Some described it like a scene from the movie ‘Parasite’ as low-income housing districts were devastated by the torrential rainSouth Korean President Yoon Suk-Yeol visited an affected basement apartment, telling his nation: “We must expect these kind of weather events to become more frequent in the future and be prepared with fundamental measures.” Korean Forecaster Ban Ki-Song said this is no coincidence and climate change is the only explanation to such torrential rainfall.” 

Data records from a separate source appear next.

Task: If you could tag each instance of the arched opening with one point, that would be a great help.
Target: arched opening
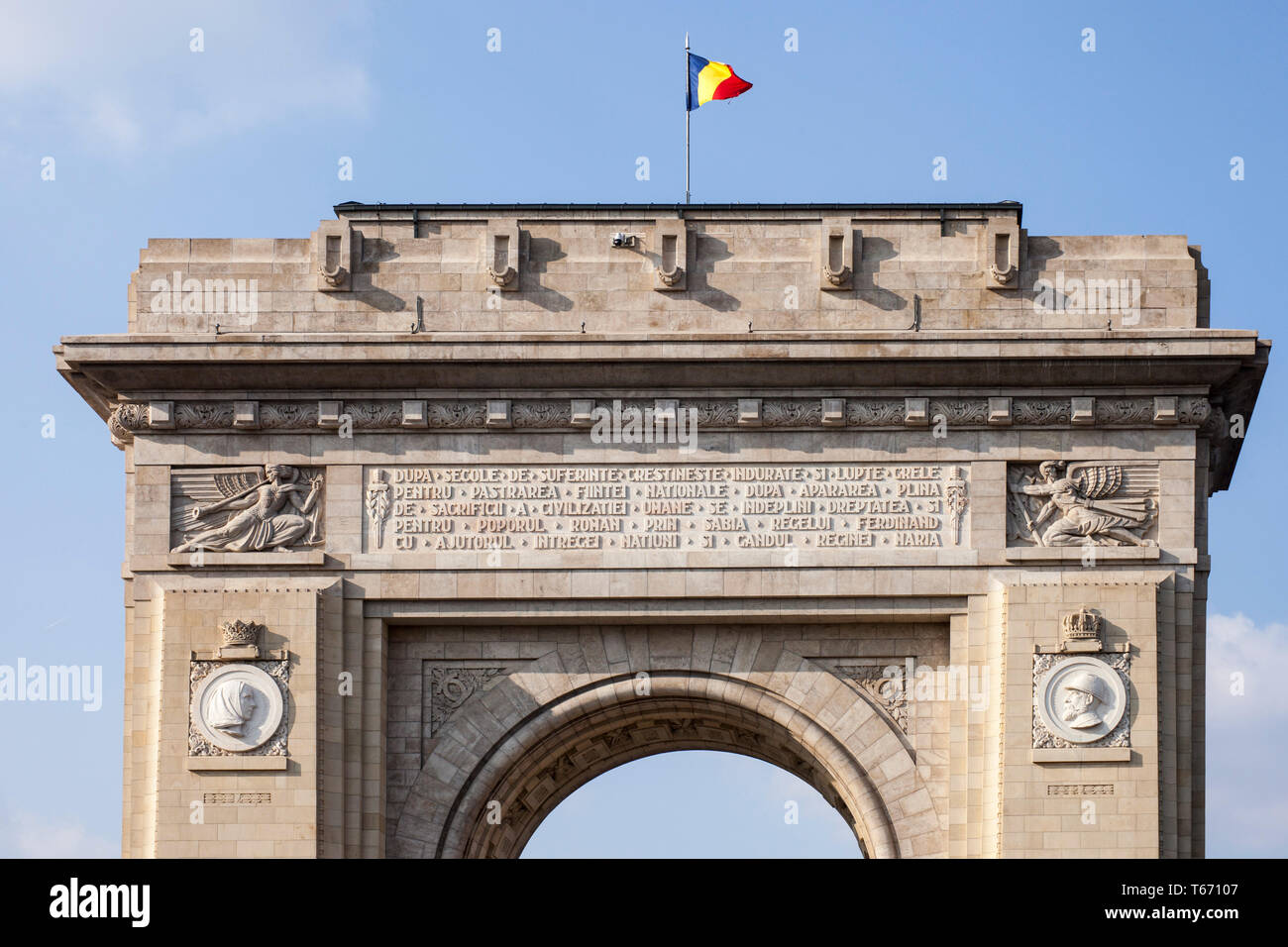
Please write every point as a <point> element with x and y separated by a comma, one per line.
<point>695,804</point>
<point>514,751</point>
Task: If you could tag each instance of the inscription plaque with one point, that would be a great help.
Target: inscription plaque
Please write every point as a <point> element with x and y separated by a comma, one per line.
<point>627,510</point>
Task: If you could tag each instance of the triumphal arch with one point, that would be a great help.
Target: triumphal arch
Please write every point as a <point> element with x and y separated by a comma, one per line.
<point>442,510</point>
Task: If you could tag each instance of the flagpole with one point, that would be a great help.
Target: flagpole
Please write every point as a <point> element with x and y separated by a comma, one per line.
<point>688,107</point>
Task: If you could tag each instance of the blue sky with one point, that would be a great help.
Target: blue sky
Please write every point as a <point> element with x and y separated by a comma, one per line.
<point>151,140</point>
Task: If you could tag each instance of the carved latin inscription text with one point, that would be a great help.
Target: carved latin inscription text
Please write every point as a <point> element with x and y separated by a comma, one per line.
<point>687,508</point>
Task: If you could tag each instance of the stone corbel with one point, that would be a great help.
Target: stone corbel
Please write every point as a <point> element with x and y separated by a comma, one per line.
<point>1003,254</point>
<point>836,254</point>
<point>671,244</point>
<point>501,256</point>
<point>335,248</point>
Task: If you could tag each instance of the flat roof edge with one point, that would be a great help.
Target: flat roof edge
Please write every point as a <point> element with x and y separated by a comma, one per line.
<point>359,206</point>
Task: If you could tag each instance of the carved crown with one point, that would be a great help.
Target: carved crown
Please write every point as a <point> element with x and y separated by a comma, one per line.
<point>1081,625</point>
<point>240,633</point>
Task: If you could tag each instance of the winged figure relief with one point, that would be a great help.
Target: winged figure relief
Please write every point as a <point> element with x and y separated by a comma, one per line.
<point>246,509</point>
<point>1078,502</point>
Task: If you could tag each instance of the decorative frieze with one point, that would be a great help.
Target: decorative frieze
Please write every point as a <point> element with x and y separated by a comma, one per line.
<point>447,689</point>
<point>390,415</point>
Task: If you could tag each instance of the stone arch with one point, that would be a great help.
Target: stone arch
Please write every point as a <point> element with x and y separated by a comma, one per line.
<point>552,725</point>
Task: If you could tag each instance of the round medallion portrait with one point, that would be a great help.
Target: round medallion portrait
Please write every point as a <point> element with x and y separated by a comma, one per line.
<point>237,707</point>
<point>1081,699</point>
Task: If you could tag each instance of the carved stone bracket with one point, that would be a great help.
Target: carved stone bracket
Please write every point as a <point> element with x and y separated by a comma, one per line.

Pressure Builds on the EU to Align with International Standards

As the consultation period for the EU’s European Sustainability Reporting Standards (ESRS) closed, a common theme emerged: lack of consistency with international standards - in particular the climate standard from International Sustainability Standards Board (ISSB). Even a peer organization in the EU government - the European Securities and Markets Authority's (ESMA) - urged greater harmonization. Their detailed comment letter stated: “while both EFRAG and the ISSB built on the TCFD structure, EFRAG has decided to depart from it and develop a more complex architecture.” Likewise, the Net-Zero Asset Owner Alliance, a group of 74 leading investors with $10.6 trillion in combined assets, highlighted “requirements overlapping with the ISSB standards (to ensure full interoperability and maximum alignment)” as a critical issue for revision. The Institutional Investors Group on Climate Change said, “it will be important to ensure EFRAG’s standards do not unnecessarily depart from international sustainability reporting standards.”